Другим большевиком, знакомым с рационализацией труда не понаслышке, был Платон Михайлович Керженцев, проработавший несколько лет на английских и американских заводах. После он руководил РОСТА и служил заместителем редактора «Известий»[642]
. Однажды Керженцев со своим спутником-американцем присутствовал на митинге, который никак не мог начаться из‐за отсутствия оратора. Три с половиной тысячи рабочих прождали два часа. Американец быстро подсчитал, что в результате было потеряно 7000 рабочих часов. Керженцев ужаснулся и основал в июле 1923 года Лигу «Время-НОТ»; в ее правление вошли Гастев и Мейерхольд[643].И Гастев, и Керженцев были активными деятелями Пролеткульта — организации, задуманной в партийных школах на Капри и в Болонье. Именно там в 1909–1911 годах был поставлен вопрос об отношениях культуры, революции и социализма[644]
. Гастев был еще и поэтом, автором сборников «Поэзия рабочего удара» и «Пачка ордеров». Его рубленые строфы скандировали со сцены синеблузники; он и сам принимал участие в пролеткультовских инсценировках своей поэзии. По рукам ходили не только стихи Гастева, но и пародия на них безымянного автора:В августе 1920 года Гастев создал то, что называл своим последним художественным произведением, «научной конструкцией и высшей художественной легендой» — Центральный институт труда (ЦИТ). Его цель — помочь в создании «элементарной культуры привычек, без которых невозможно делать прочную, новую жизнь». Новая культура — это быстрота и точность движений, «ловкое владение телом», «способность неотступно биться». Она формируется производством, фабрикой, которую Гастев представлял «гигантской лабораторий», в которой машина организует действия рабочего, воспитывает его самодисциплину и интеллект. Рабочий машинного производства — не просто исполнитель, но и управленец, «директор предприятия, которое известно под именем станка (машины — орудия)». «История, — писал Гастев, — настоятельно требует… смелого проектирования человеческой личности, психологии в зависимости от такого исторического фактора, как машинизм»[646]

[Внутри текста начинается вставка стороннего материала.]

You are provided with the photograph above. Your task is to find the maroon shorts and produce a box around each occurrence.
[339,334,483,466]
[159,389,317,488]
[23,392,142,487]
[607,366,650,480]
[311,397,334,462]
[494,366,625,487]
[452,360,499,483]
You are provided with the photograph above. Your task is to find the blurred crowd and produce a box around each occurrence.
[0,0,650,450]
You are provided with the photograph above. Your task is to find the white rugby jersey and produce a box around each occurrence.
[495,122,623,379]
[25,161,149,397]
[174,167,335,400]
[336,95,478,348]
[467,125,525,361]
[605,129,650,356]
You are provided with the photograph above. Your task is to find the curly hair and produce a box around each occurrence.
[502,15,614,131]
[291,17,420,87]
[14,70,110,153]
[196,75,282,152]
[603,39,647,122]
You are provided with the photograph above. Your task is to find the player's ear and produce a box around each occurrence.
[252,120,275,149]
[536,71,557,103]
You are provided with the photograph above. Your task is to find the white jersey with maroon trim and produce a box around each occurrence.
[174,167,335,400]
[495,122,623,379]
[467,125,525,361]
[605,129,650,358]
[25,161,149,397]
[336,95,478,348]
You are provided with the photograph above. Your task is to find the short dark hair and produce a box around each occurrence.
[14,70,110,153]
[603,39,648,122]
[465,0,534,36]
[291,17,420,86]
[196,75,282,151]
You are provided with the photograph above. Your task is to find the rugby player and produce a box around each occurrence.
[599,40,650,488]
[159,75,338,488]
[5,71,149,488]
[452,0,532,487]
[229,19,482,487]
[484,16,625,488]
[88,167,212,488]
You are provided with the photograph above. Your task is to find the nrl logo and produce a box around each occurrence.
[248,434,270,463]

.Мысль о том, что машинное производство рождает новый тип человека, лежала в основе так называемого производственного искусства. Искусство будущего, считали производственники, — «не гурманство, а сам преображенный труд». Производство должно революционизировать искусство, а искусство — улучшать производство. Весной 1919 года на диспуте «Художник и машина» говорилось, что качественная, хорошо сконструированная и лучше всего выполняющая свое назначение вещь и есть совершеннейшее произведение искусства. Задача художника — помочь инженеру, конструктору и рабочему в создании таких вещей[647]

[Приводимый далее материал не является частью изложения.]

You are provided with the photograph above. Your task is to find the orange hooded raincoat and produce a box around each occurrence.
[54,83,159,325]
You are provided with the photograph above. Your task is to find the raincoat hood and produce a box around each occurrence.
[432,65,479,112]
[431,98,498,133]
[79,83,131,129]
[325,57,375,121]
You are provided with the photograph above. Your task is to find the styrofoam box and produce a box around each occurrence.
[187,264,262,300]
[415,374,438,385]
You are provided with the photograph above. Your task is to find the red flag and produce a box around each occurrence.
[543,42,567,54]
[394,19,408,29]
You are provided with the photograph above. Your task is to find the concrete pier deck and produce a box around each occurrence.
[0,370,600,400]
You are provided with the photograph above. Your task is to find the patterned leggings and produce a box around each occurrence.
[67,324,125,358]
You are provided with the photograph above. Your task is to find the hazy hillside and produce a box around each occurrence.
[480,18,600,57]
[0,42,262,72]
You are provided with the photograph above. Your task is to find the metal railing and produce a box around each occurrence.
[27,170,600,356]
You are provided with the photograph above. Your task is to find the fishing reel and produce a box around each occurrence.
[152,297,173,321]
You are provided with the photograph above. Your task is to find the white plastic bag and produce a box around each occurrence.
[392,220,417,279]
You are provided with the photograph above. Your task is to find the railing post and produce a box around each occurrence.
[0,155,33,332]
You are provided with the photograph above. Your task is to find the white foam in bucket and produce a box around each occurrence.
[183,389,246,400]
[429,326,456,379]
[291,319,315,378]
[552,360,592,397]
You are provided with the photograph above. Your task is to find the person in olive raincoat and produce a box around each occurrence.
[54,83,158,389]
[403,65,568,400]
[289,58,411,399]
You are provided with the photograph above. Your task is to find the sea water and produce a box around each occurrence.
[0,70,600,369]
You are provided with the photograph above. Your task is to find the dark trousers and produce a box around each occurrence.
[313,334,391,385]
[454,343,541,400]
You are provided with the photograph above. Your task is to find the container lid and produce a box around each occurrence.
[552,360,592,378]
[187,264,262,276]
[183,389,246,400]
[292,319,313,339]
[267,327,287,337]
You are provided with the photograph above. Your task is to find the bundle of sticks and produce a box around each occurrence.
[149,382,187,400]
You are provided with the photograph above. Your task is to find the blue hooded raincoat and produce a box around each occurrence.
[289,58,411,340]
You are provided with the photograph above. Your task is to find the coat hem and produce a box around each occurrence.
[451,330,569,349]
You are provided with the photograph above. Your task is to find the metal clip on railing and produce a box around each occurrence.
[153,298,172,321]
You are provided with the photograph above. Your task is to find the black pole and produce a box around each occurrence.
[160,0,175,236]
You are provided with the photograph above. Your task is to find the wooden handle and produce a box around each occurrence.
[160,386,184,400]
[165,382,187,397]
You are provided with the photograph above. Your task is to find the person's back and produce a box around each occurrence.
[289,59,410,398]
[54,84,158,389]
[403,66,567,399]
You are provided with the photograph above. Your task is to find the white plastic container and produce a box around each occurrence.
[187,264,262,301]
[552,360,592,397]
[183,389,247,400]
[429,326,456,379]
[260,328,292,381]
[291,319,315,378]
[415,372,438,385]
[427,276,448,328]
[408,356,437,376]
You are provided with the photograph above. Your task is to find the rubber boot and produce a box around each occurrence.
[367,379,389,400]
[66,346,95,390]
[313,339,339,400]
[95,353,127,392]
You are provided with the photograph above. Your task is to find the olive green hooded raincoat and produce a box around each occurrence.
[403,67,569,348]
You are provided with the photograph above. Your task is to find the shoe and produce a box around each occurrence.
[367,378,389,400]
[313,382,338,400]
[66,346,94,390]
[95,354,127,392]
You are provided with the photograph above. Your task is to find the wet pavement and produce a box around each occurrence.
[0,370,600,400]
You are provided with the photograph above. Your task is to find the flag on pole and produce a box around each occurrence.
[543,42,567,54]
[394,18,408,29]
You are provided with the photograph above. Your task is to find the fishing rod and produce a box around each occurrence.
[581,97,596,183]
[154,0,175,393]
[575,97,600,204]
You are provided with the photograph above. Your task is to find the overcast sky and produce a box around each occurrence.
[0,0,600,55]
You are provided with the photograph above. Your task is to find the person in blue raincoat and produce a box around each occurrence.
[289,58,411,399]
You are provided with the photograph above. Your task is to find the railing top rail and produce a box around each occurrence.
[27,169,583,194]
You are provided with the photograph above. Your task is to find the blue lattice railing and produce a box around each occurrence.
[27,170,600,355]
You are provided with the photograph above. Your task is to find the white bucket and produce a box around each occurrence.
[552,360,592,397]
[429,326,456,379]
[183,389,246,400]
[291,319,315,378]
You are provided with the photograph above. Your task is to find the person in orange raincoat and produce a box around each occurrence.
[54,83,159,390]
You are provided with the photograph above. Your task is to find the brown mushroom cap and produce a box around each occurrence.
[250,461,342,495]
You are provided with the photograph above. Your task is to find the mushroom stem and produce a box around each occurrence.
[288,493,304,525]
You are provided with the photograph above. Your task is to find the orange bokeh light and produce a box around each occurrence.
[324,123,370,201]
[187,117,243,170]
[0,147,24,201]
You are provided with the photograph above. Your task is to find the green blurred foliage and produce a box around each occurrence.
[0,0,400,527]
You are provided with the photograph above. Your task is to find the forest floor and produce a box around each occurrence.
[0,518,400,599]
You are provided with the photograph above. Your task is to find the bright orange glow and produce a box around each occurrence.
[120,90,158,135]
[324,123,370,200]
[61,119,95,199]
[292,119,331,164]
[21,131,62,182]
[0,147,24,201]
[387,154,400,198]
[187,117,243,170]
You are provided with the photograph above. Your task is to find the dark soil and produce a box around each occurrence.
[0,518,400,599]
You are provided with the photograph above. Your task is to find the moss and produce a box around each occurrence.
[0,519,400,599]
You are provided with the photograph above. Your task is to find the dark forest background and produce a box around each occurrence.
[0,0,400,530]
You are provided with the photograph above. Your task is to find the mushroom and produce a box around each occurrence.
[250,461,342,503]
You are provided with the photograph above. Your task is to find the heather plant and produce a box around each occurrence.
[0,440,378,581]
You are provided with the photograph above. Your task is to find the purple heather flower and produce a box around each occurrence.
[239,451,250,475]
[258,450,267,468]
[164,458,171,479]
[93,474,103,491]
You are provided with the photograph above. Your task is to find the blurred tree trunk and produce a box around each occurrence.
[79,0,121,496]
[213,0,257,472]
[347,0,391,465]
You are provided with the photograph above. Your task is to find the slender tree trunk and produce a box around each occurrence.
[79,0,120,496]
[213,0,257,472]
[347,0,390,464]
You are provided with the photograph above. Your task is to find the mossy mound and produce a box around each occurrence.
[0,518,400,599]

. Выражаясь на современном языке, производственное искусство было искусством дизайна.Цель соединить искусство с производством была поставлена и в театре. Режиссер должен превратиться в «художника-машиниста», актер — в «механизированное тело», а сам театр — стать «предприятием индустриального типа», основанном на «строгой нормировке, экономии сил и максимальной количественной и качественной производительности». В театральных школах собирались преподавать «электротехнику, механику, математику, ритмику»[648]
. Тем не менее в отношениях искусства и производства нужен паритет: не только театр может основываться на принципах НОТ, но и НОТ — позаимствовать нечто у театра и танца. В Театральном техникуме планировали семинар по «художественному оформлению трудовых процессов» — чтобы сделать их ритмичными, легкими и приятными[649]. Фореггер определял «работу НОТ» как «установление танцевального инстинкта в производстве». Слияние искусства с производством казалось не за горами. «Музы стали производственницами и разошлись по профсоюзам, — писал Фореггер, — место их встречи не Олимп, а ВЦСПС, и созывает их не Аполлон, а Томский»[650].